There is extensive concern over the extent to which the cuts will hamstring the development of innovative fundamental research.

McLysaght is not alone in her views. In a recent hearing before the EU Committee on Industry, Research and Energy, Interim President of the ERC Jean-Pierre Bourguignon stated that “above all, what the pandemic has proved is the importance of preparedness built over the long term”. He said that there were 180 existing ERC-funded projects directly relevant to deal with the coronavirus crisis when it hit.

The ability to react quickly to the next crisis hinges on how much funding is invested in frontier research now for the next seven years – and this is Nicolosi’s fear.

“We are really risking that in 30 years time, we will not have any more pipeline of new discoveries, because the applied science has to be fed by fundamental science”, she says.

Although the ERC budget would remain at around €1.9 billion per year under the current proposal, the programme’s growing prestige led to a 42 per cent increase in the most recent round of applications for their Advanced Grants, the largest grants awarded to individuals. Campbell says the competition was already stiff, and that the increased demand combined with a smaller budget, could end up pitting promising mid-career researchers against Nobel Prize-winning scientists.

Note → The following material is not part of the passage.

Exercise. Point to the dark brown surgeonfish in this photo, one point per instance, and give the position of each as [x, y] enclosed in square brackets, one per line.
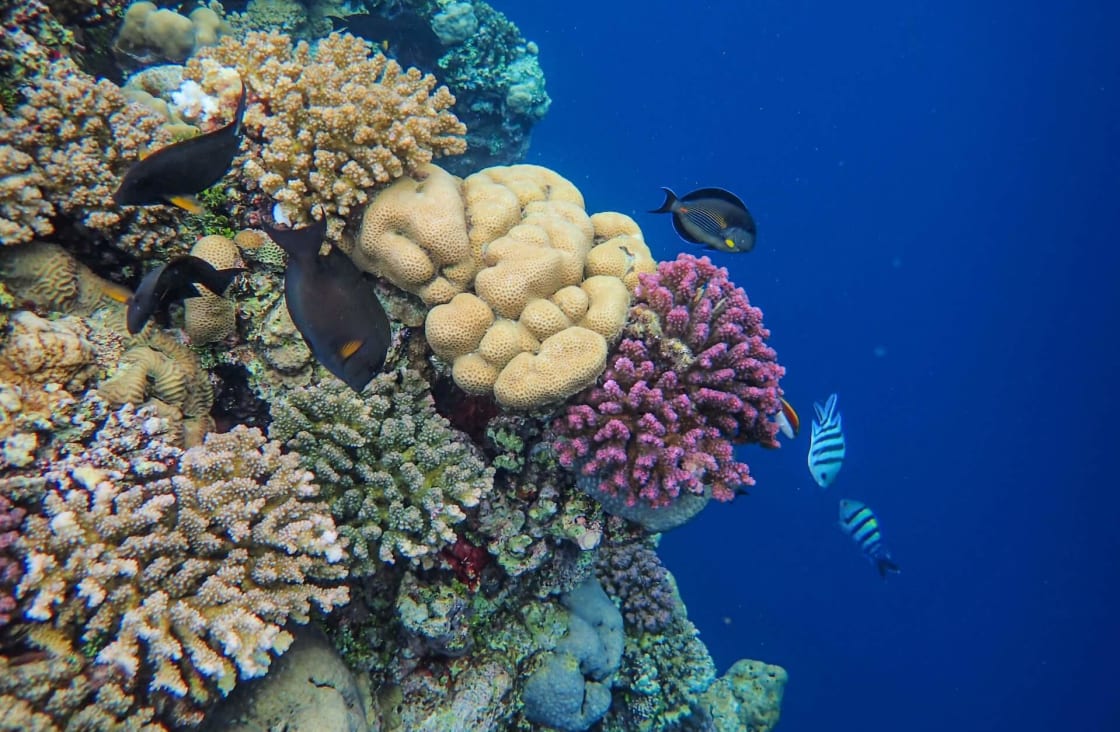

Competition aside, Campbell notes that the ERC was set up to promote excellence in science across Europe. “If ERC is defunded or its funding levels are brought down to a non-sustainable level, we’re not going to have excellent science in Europe, we’re going to have mediocre science”, he says.

The ability to react quickly to the next crisis hinges on how much funding is invested in frontier research now for the next seven years.

It’s important to note that these cuts to Horizon Europe don’t just affect science or the ERC. The ERC funds research across all disciplines, from STEM to social sciences, all of which would be affected.

According to Doyle, Trinity earned nearly €131 million in funding from Horizon 2020 – Horizon Europe’s predecessor – and will continue to apply for funding under Horizon Europe. Any area that was eligible for this funding could take a hit, she says.

Doyle is quick to point out, however, that the majority of Trinity’s funding is national. It’s the fundamental research, favoured by the ERC and harder to find national funding for, that will be most affected by the proposed cuts.

National funding in Ireland is changing, but not quickly enough to offset the looming ERC cuts. Science Foundation Ireland recently introduced a new frontier research grant programme, the SFI Frontiers for the Future, offering grants of up to €1 million. Though it lacks the funding capacity of an entity like the ERC, it shows that funding bodies “are starting to listen to scientists”, says Campbell.

Unfortunately, at a time when the importance of investing in scientific research is self-evident, plans for research and innovation development and investment have been thrown off by the pandemic. The challenge for EU leaders, then, is to balance the desire for short-term recovery against longer-term financial decisions and future impacts.

Nicolosi sympathizes with EU leaders. “In an emergency such as the one we’re living, there are decisions to be made,” she says. But her message to the EU Commission remains firm: “Don’t cut what is your future – because by cutting research funding, you’re cutting the future of Europe.”